A few hundred years ago, tens of millions of American bison roamed the tallgrass and shortgrass prairies of Kansas. But the rapid expansion of civilization across the continent nearly expunged the species. It is estimated that during the middle of the 19th century, 500,000 bison were slaughtered each year for subsistence, and another 100,000 for their hides alone. By 1889, just 1,091 of these majestic beasts survived in captivity and in the wild.
Much has been done during the intervening 120 years to bring the bison back from the brink of extinction. Yet much remains to be done. To address the complex issues concerning the status and conservation of the American bison, the International Union for the Conservation of Nature has published a 154-page report on the American Bison: Status Survey and Conservation Guidelines 2010
For a quick description of the essential substance of the report, see Bringing Bison Back to North American Landscapes on the IUCN website, or Science Daily’s virtually identical Bringing Bison Back to North American Landscapes.
As the IUCN explains the current state of the America bison, “five hundred years ago, tens of millions of American bison roamed free on the plains of North America, from Alaska to northern Mexico. Now the American bison – which includes both plains and wood bison – is listed as Near Threatened on IUCN’s Red List of Threatened Species.
“As of 2008, there were approximately 400,000 bison in commercial herds in North America, some 93 percent of the continental population. But little progress has been made in recent decades to increase the number of animals in conservation herds, which are managed carefully for their genetic diversity and ecological roles. In 2008, there were 61 plains bison conservation herds in North America containing about 20,500 animals, and 11 conservation herds of wood bison, containing nearly 11,000 animals.

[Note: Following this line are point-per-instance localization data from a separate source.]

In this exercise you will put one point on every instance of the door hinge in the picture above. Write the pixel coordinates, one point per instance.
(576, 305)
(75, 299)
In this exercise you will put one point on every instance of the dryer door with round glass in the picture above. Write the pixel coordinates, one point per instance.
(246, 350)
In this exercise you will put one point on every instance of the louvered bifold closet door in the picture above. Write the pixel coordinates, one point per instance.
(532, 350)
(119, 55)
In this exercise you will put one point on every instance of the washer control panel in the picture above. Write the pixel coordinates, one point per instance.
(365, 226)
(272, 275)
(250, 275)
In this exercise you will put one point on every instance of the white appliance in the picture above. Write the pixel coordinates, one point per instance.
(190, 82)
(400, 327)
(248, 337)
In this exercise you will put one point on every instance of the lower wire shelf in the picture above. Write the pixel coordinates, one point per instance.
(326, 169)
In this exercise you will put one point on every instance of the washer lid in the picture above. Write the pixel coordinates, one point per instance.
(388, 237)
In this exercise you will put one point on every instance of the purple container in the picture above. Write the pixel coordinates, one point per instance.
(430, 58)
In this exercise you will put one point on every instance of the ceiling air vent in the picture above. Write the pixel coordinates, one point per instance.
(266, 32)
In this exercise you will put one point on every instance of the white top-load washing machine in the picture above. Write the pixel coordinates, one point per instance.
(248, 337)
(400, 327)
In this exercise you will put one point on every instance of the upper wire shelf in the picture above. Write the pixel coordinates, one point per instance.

“‘While substantial progress in saving bison from extinction was made in the 20th century, much work remains to restore conservation herds throughout their vast geographical range,’ says University of Calgary Environmental Design Professor and co-editor of the study, Dr Cormack Gates, who is also co-Chair of the IUCN Bison Specialist Group. ‘The key is recognition that the bison is a wildlife species and to be conserved as wildlife, it needs land and supportive government policies.’”
For an exquisite series of photographic representations of bison, see the IUCN’s Bison Photogallery. For more on bison conservation, see the American Bison Society, rejuvenated by Wildlife Conservation Society. Here’s an excerpt from the site:
“By the 1870s, bison populations had been decimated. An 1889 survey conducted by William Hornaday, the first director of the Wildlife Conservation Society (then the New York Zoological Society), found that only 1,091 bison, wild and captive, remained in North America.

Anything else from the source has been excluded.